- Born: 14 February 1935
- Died: 16 October 2016 (aged 81) Mumbai, Maharashtra, India
- Occupations: arranger, conductor, composer, score composer
- Years active: 1949–2016
- Parent(s): Cowas Lord, Banubai Lord

= Kersi Lord =

Indian composer, music arranger and accordion player

Kersi Lord (14 February 1935 - 16 October 2016) was an Indian film score composer, music arranger and accordion player. He was particularly well known for his association with noted Indian music composers like Naushad, Madan Mohan, S. D. Burman, Laxmikant-Pyarelal, R. D. Burman, Kalyanji–Anandji and Usha Khanna.

== Biography ==
Kersi was born in Mumbai to Cowas and Banubai Lord. His father was a pioneering Indian percussionist who is credited with bringing the bongo and conga to Hindi film music. His mother came from a family of musicians. His younger sister Hilla played the piano and brother Burjor (also known as Buji) is a prominent percussionist.

== Early career ==
Lord started his career at the age of 14. He would often accompany his father to the studios.
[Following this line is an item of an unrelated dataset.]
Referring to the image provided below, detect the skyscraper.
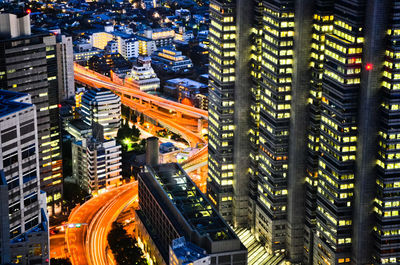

In 1949–50, Naushad ji was composing music for the film Jadoo and enquired with Cowas Kaka about master Kersi who was accompanying him in the studios. Knowing that Kersi was being groomed by Cowas Kaka, Naushad ji allowed Kersi to play Bongos in the recording of the song Lo Pyar Ki Ho Gai Jeet. Kersi soon joined the orchestras as a percussionist, playing various Latin-American instruments, especially the jazz drums.

==Death==
He died in October 2016, aged 81. He had developed age-related illnesses and had been hospitalised for nearly a week. His funeral was held at the Parsi Crematorium in Worli.

== Personal life ==
Lord is survived by his daughters Jasmin, Perizad and Zarine.